It should be noted that the above location, in length, should be converted to image coordinates, using the knowledge of the pixel size of the imaging sensor. During the experiment, the four corner locations will be calculated according to the predetermined parameters and the above geometric model. The computed coordinates will be marked in the preview window on the mobile application. Therefore, the problem of setting the geometric parameters accurately is simplified to the alignment of the four barcode corners to the reference points.

Avoid unstable experiment states

In this part, we discuss several undesirable factors in the experimental setup, which lead to unstable experiment states. The settings come from a wide range of factors including the trembling of the camera, modulation scheme of the light-emitting diode (LED) display, autofocus operation of the camera, sampling of the displayed pixels with the camera sensor, and effects of tiny vibrations. In the following subsections, detailed discussions will be presented for these factors.

Avoid rolling-shutter effect from complementary metal-oxide-semiconductor sensor

The rolling-shutter scheme is a popular data acquisition scheme for digital cameras with complementary metal-oxide-semiconductor (CMOS) sensors.
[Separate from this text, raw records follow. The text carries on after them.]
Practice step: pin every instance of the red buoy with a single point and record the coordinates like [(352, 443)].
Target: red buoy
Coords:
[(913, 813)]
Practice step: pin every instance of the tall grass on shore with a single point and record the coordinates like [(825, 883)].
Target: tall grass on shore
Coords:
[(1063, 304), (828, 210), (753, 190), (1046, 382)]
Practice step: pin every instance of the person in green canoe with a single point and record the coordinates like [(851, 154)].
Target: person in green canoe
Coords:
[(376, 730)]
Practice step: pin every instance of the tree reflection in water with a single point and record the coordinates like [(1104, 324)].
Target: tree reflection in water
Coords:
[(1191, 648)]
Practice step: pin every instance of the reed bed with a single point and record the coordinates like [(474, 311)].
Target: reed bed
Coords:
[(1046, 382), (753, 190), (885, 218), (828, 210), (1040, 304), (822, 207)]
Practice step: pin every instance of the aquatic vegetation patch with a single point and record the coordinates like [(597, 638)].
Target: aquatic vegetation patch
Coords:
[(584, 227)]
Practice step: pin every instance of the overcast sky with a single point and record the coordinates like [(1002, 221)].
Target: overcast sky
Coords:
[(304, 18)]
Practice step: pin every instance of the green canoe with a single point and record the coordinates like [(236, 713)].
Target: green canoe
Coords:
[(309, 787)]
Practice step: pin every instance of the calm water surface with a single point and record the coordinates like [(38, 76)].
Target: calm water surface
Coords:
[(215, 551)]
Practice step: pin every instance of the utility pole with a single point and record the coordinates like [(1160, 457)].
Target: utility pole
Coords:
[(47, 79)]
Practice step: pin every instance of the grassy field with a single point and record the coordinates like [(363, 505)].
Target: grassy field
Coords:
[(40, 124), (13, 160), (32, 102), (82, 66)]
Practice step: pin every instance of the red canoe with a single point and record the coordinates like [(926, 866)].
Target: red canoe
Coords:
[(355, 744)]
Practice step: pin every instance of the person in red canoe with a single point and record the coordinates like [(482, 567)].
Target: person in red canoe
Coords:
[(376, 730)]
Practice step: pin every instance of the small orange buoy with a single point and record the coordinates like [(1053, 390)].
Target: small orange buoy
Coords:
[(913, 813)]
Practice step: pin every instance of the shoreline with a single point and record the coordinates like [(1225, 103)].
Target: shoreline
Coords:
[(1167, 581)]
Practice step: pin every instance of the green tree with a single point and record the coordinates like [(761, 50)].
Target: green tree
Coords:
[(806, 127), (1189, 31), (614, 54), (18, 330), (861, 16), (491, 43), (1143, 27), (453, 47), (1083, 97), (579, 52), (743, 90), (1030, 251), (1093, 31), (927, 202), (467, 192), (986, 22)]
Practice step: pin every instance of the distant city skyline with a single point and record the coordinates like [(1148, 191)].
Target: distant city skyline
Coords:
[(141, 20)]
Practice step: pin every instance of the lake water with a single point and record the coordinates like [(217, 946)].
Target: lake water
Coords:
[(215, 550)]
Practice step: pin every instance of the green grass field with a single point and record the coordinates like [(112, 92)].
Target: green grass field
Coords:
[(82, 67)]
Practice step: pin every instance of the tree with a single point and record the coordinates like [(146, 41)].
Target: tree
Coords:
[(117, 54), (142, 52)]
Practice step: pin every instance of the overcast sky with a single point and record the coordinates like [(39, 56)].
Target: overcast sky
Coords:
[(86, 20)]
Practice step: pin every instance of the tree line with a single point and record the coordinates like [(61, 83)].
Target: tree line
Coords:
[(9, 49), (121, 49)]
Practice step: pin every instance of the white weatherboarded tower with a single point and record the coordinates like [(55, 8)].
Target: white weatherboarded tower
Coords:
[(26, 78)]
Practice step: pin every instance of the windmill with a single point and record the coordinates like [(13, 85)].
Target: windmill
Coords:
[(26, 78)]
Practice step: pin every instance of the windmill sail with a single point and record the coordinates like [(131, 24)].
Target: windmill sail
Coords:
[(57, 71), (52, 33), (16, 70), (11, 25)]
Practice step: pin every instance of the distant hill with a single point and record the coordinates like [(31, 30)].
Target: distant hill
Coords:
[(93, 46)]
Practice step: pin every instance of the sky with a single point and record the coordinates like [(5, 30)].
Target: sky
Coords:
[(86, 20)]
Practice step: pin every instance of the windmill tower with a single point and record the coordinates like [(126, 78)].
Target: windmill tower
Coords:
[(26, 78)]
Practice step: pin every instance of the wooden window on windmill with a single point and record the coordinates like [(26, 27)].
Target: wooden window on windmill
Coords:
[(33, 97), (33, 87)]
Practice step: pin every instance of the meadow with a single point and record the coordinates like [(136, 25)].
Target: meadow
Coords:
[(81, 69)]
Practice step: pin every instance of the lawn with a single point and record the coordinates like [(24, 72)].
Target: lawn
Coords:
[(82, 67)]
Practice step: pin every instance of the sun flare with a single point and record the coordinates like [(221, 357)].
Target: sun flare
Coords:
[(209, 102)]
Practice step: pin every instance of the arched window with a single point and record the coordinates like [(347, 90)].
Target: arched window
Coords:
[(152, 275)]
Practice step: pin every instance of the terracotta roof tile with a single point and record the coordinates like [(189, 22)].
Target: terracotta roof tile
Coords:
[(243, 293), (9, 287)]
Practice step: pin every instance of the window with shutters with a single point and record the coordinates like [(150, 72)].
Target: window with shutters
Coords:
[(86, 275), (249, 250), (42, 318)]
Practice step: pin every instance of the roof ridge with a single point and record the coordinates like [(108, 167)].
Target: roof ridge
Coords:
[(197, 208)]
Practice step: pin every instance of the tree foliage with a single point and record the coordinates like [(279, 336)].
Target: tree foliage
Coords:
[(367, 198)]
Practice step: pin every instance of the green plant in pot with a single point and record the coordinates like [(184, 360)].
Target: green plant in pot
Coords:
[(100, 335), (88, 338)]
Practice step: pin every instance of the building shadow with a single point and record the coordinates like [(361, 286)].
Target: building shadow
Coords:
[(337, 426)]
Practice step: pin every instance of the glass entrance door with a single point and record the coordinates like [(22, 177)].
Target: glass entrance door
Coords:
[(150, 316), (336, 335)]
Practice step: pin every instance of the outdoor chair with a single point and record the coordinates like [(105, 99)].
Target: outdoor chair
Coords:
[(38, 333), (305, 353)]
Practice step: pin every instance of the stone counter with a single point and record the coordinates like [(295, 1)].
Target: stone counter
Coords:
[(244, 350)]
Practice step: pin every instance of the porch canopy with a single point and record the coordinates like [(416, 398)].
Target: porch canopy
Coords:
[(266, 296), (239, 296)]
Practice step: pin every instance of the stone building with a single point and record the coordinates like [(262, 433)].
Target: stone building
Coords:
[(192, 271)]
It reads out the imaging data from the CMOS sensor pixels, row-by-row, sequentially, from the top to the bottom.¹⁵ This is a common scheme in the state-of-the-art high-resolution CMOS sensors, which enables the sensor to continuously gather photons during the exposure process, and thus, increase the sensitivity of the imaging sensor. The major disadvantage of the rolling-shutter scheme is that the time difference between retrieving the pixel data from the top and the bottom of the sensor introduces a delay, and therefore, the rolling-shutter effect.¹⁶ Thus, it is not appropriate for use in capturing scenes with fast-changing environments.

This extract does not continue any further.